Nearly a month after a new tax went into effect on disposable plastic utensils, the Finance Committee is now examining the policy more closely.
On November 1, Israel began taxing sales of disposable plastic utensils, including cups, plates, bowls, cutlery and straws, at a rate of NIS 11 per kilogram. However, lawmakers say Finance Minister Avigdor Liberman pushed the tax through too quickly to allow sufficient chance to debate the change.
The new tax, which approximately doubles the price for many items, is intended to reduce the use of disposable plastics, which are harmful for the environment. According to the law, manufacturers are responsible to pay the tax to the state, and they in turn pass higher costs on to the stores, and ultimately, the consumer.
Israelis are known to be some of the biggest consumers of disposable plastics in the world. They throw away about 70,000 tons of plastics each year, and spend NIS 2 billion on such items, according to the Environmental Protection Ministry.
Stores report that sales of such products have fallen as much as 50% in the first month.

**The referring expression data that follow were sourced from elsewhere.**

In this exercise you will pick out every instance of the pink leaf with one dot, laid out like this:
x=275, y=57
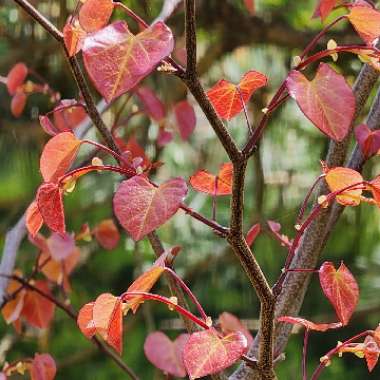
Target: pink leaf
x=165, y=354
x=141, y=207
x=117, y=60
x=186, y=118
x=327, y=101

However, numerous issues have come up. Manufacturers have requested longer payment terms to pay the taxes as they adjust to the new requirements. Others are outraged at the seemingly arbitrary way that the tax is applied to products of different levels of thickness or plastic coating.

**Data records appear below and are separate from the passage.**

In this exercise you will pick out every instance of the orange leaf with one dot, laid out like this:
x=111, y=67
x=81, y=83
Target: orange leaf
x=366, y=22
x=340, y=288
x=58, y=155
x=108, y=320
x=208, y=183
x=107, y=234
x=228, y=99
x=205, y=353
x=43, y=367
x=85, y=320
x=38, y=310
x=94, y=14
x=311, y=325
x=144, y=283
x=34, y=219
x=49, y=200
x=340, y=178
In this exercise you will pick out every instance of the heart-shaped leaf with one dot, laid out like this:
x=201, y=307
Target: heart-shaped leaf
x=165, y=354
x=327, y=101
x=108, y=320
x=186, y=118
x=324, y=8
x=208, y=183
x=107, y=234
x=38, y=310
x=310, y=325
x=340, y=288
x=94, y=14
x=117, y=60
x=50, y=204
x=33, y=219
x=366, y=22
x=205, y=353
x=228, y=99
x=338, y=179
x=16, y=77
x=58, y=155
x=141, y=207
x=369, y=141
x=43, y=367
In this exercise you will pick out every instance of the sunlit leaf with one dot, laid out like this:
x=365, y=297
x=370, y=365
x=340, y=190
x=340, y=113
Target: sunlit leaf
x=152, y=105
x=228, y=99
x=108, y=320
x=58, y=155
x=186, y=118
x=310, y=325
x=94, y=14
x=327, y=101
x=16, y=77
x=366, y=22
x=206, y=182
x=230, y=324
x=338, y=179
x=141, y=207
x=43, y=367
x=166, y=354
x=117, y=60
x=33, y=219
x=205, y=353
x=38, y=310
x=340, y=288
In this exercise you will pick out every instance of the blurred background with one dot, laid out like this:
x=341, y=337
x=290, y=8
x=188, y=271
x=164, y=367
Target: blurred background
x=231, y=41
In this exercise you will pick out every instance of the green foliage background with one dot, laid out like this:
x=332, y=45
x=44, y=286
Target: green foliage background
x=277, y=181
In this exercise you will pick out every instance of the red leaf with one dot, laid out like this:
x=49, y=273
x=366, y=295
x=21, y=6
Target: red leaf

Haredi politicians have also attacked the measure as discriminating against them, as the haredi (ultra-Orthodox) community uses plasticware at a higher rate than the rest of society.

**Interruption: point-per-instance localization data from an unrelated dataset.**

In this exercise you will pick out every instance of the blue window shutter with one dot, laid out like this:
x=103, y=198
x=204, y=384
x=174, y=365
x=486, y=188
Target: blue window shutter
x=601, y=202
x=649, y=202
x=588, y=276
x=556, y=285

At a Finance Committee meeting on Wednesday, manufacturer Amos Shaked noted that the paper cups produced by his factory are being taxed because they have a plastic content of 5%. This should be taken into account when calculating the tax, he said.
A tax on such paper cups hurts restaurants, said Tomer Moore, CEO of Strong Restaurateurs Together, an organization representing the industry.
“This law is going to be a direct hit to our pocket,” he said. “We seek to exclude paper cups from this law, or at least reduce the taxation on them to a minimum. Takeaway food is a significant revenue source for small places. On average, there are a million consumers a day who buy takeaway coffee in paper cups that are 100% biodegradable, with 5% plastic in them. This hurts our pockets directly.”
The tax would raise the cost of a cup of coffee by about 8% for restaurants and cafes, Moore concluded.
MK Uri Maklev added that manufacturers now have an incentive to use thinner plastics instead of thicker ones, which will now cost significantly more.
Shaked also said that trucks with disposable products from the Palestinian Authority, where the tax has not been imposed, have started coming in more frequently in the past month, allowing sellers to bypass the tax.
Committee chairman MK Alex Kushnir concluded the meeting with a request to investigate these issues before the next meeting.